Een gans andere stemming heerste in de grootsteedse middelpunten van het industriële leven. Reeds weinige dagen na het uitbreken van de Maartrevolutie hoorde men gewagen van de klassentegenstellingen tussen kapitaal en arbeid. Zo schreef de “Berliner Zeitungshalle” in dato 23 maart:

“De waarheid is dat ook bij ons, evenals in Frankrijk en Engeland, de breuk tussen de burgerklasse en de arbeidersklasse een voldongen feit is.”

Het eerste nummer van het door Stefan Born geleide “Volk” (25 mei 48) verklaart:

“Wanneer wij van het volk spreken, dan beweert te vaak eenieder daartoe te behoren en toch is dit orgaan bestemd slechts een bepaalde klasse in de staat te vertegenwoordigen en wel de arbeidende klasse die onderdrukt wordt en loonarbeid verricht.”

Het verenigingsleven van de arbeiders werd steeds levendiger, weldra ontstonden arbeidersorganisaties, straks onder leiding van Born een algemene arbeidersbond die ten doel had de Duitse arbeidersklasse op politiek terrein en voor de coöperatie te organiseren. Het orgaan van de arbeidersbond droeg de naam van “de Verbroedering”. Het verscheen in Leipzig gedurende de jaren 1848 en 49 en stond aanvankelijk onder leiding van Born. Hier ontwikkelde hij de gedachte dat het er niet om ging uitgewerkte utopieën te ontwerpen en uit vernuftige verzinsels ideaalstaten samen te stellen, maar de klassenstrijd te ontwikkelen waarvan het doel zou zijn “de gemeenschappelijke exploitatie van de productiemiddelen in te voeren. Al wat gereed is”, zo luidt de vermaning van Born, “werkt in reactionaire richting, — alleen in de beweging, in het ontwikkelingsproces is het leven en de vooruitgang.

De belangrijkste verrichting van de Arbeidersbond is het arbeiderscongres in Berlijn geweest, (laatste week van augustus 1848). Het bestond uit 40 gedelegeerden die de grote steden van Duitsland vertegenwoordigden. (Berlijn, Breslau, Chemnitz, Dresden, Hamburg, Koningsbergen, Leipzig, München). Ook het Frankfortse gezellencongres had een afgevaardigde gezonden. Voorzitter was de oude Breslause professor Nees von Esenbeck (1776-1858), — vice-president was Stefan Born, secretaris L. Bisky, een Berlijns goudwerker die een onbetwiste populariteit genoot.

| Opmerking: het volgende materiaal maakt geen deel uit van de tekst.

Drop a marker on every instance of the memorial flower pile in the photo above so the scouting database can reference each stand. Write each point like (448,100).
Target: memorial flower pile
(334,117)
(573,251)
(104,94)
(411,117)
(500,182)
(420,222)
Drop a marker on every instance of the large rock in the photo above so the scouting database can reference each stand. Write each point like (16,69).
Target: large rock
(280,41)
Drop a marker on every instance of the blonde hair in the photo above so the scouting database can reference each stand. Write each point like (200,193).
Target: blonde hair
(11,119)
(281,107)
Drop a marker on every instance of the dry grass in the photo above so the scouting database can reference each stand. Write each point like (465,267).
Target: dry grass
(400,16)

De beslissingen van het congres liepen over: politieke organisatie, oprichting van vakverenigingen en coöperatieve productie instellingen, recht op arbeid, algemeen en gelijk kiesrecht in staat en gemeente, — vermindering van de militaire diensttijd, — afschaffing van de eisen van welgesteldheid bij het sluiten van een huwelijk, — opheffing van alle indirecte belastingen, — vaststelling van een tienurige normale werkdag, — beperking van het aantal leerlingen, — verbod van alle arbeid door kinderen van minder dan 14 jaar, — algemene leerplicht, — verplichte ontwikkelingsscholen voor jonge arbeiders, — medezeggenschap van de arbeiders bij de keuze en benoeming van de leiders van de fabrieken.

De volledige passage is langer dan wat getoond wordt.